What is the average force exerted on a baseball during a pitch?

[XPX1]

Homework Statement

In baseball, a pitcher can accelerate a 0.15 kg ball from rest to 90 mi/h in a distance of 1.6 m.
(a) What is the magnitude of the average force exerted on the ball during the pitch?
____N

Homework Equations

a=d/t
xf=xi+vixt+1/2(a)t^2
Fnet=ma

The Attempt at a Solution

I know that to find out this problem I need to find out the Fnet. I know that Fnet=ma but how do I find out the a!?

I know to figure out acceleration its distance/time but..

How do I figure out acceleration? This is getting really frustrating. It gets to 90 mi/hr in 1.6m.

Does mass have anything to do with finding out the acceleration? Please help!

 

[cristo]

I know to figure out acceleration its distance/time but..

How do I figure out acceleration? This is getting really frustrating. It gets to 90 mi/hr in 1.6m.

Does mass have anything to do with finding out the acceleration? Please help!

Acceleration is *not* distance/time. Velocity is distance/time, whereas acceleration is rate of change of velocity (i.e. velocity/time)

 

[XPX1]

Also, what does it mean by (a) what is the magnitude of the average force exerted on the ball during the pitch!?

 

[XPX1]

I don't know what vi=?

is vi=90? or is that vf?

 

[Hootenanny]

Also, what does it mean by (a) what is the magnitude of the average force exerted on the ball during the pitch!?

The magnitude is simply the size of the force exerted on the ball; |\vec{F}| = m|\vec{a}|

I don't know what vi=?
is vi=90? or is that vf?

V_i is the intial velocity, so yes, v_i=90mi/h. It would however, be sensible to convert this speed into m/s.

 

[XPX1]

Any help on how to plug this in? Now that I have the velocity, I need to find the time, dang these problems are confusing, how do I figure out the time!?

 

[XPX1]

any ideas?

 

[XPX1]

I have

vi=90 mi/hr
mass=0.15
xf=1.6

I can't do anything with this information! I've tried velocity versus time graphs, position versus time graphs, everything! It seems like this problem does not give me enough information to solve it!

 

[curly_ebhc]

Change vi

I'm sorry but vi is not equal to 90 mi/hr.

The initial velocity is vi=0 (the key word is at rest).

vf=90 mi/hr but this is useless until you convert to m/s.

Now you know vi, vf, xf, xi=0, so plug into your equation, do some algebra to isolate acceleration and this is easily solved.


PS. later you'll learn work-energy and it'll save you a few steps, but for now the basics.

 

[XPX1]

But.. How can I solve for acceleration if I can't solve for time!? Please help!

 

[Dorothy Weglend]

But.. How can I solve for acceleration if I can't solve for time!? Please help!

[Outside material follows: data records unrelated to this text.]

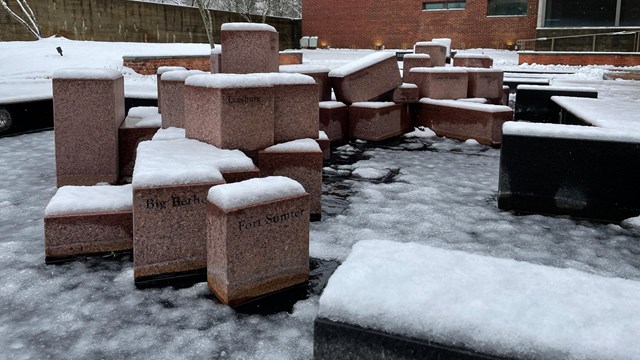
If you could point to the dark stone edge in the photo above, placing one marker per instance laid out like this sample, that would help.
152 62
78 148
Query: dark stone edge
339 340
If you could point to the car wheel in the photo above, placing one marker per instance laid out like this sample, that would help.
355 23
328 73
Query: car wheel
6 121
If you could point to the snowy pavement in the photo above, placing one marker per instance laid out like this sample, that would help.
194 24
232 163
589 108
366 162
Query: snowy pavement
428 190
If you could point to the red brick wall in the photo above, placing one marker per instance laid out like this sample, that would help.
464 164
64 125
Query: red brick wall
632 59
401 23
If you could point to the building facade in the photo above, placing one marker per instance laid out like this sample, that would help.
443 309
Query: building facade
469 23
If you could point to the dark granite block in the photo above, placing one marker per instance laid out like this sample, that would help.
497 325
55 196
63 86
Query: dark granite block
582 178
533 103
333 340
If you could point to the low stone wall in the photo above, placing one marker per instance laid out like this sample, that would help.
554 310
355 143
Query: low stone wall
578 58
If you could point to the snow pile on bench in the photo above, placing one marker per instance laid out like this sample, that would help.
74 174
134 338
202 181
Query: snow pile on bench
491 305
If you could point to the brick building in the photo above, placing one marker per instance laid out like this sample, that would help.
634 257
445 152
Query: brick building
469 23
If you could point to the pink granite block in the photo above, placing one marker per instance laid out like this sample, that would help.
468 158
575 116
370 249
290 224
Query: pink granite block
334 119
441 83
295 106
375 121
230 111
473 60
173 99
436 51
319 74
171 180
88 108
82 220
249 48
406 93
325 145
161 70
257 238
216 60
414 60
366 78
485 83
140 125
300 160
464 120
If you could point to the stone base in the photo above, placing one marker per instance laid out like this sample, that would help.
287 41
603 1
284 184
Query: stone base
81 234
333 340
583 178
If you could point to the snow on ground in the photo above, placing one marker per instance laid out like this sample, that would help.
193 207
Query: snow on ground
424 189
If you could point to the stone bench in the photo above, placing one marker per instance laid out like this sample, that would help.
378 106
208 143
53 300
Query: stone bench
171 180
580 171
375 121
88 109
318 73
82 220
334 119
412 301
473 60
464 120
230 111
257 238
171 91
618 114
436 51
440 82
300 160
249 48
140 124
366 78
533 103
414 60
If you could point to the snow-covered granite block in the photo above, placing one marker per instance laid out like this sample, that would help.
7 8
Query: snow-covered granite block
473 60
318 73
375 121
249 48
464 120
582 171
161 70
411 301
366 78
295 106
141 124
171 180
88 108
300 160
82 220
440 82
334 119
436 51
257 238
409 61
485 83
533 102
230 111
171 90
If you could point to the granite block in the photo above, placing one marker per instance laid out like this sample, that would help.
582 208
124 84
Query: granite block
464 120
88 108
300 163
440 83
375 121
257 249
334 119
249 48
370 77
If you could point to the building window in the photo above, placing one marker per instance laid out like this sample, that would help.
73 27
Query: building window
580 13
444 5
507 7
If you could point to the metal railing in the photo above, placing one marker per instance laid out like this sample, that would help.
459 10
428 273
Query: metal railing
522 44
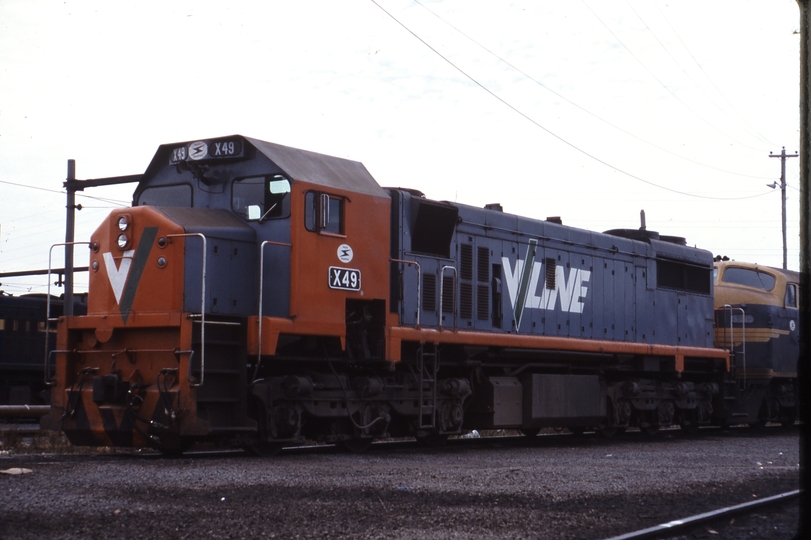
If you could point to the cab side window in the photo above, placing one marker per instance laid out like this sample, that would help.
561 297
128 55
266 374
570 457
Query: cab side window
259 198
323 213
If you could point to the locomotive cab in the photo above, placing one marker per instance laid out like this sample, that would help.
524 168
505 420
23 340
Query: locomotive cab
209 273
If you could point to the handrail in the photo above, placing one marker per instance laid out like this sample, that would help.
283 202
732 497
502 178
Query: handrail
46 355
442 290
419 279
261 300
728 307
202 314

v = at, as I am sure you know. Well, it's v = v0 + at. But your v0 = 0.

You can use this to eliminate the 't' in the distance equation.

Dorothy

 

[XPX1]

That dosn't make any sense to me!

v0 = 0... Ok

v = 0+at


now how do I figure out acceleration and time!? Can somebody please do an equation of this so I can see how this works out, I've been trying to figure out this problem for 3 days now, and I've had no luck.

 

[cristo]

Homework Equations

a=d/t
xf=xi+vixt+1/2(a)t^2
Fnet=ma

I don't know whether you've finished this question yet, but I can see that your last post hasn't been answered.

Well, to start with, note that your first equation is incorrect, it should read a=v/t, and your second eqn should read xf=xi+vi*t+1/2(at^2).

Now, before calculating anything, convert the final speed vf, into m/s.

Using your first equation, obtain an expression for the acceleration, noting that vi=0, so a=vf/t, which gives t=vf/a.

Now, use the second eqn, with xi=0, vi=0, and xf=1.6m. This gives 1.6=1/2(at^2), but from above, t=vf/a, and so we can substitute this into the expression to yield 1.6=(1/2)*a*vf^2/a^2.

From here, you can calculate a (on substituting in the converted vf) and thus go on to calculate the net force, using your third equation.

 

[curly_ebhc]

Listen to cristo but add in one short cut. If you grab a physics book you will find an equation with no time. It looks something like this.

vf(squared)=vi(squared)+2ad
where v-velocity, a-acceleration and d-distance from there this should be easy.

On the last note mechanics is much easier if all 4-equations of motion are memorized for constant acceleration.

 

[cristo]

I'd definitely agree, you should memorise these equations so you can have them at your fingertips when attempting this sort of question.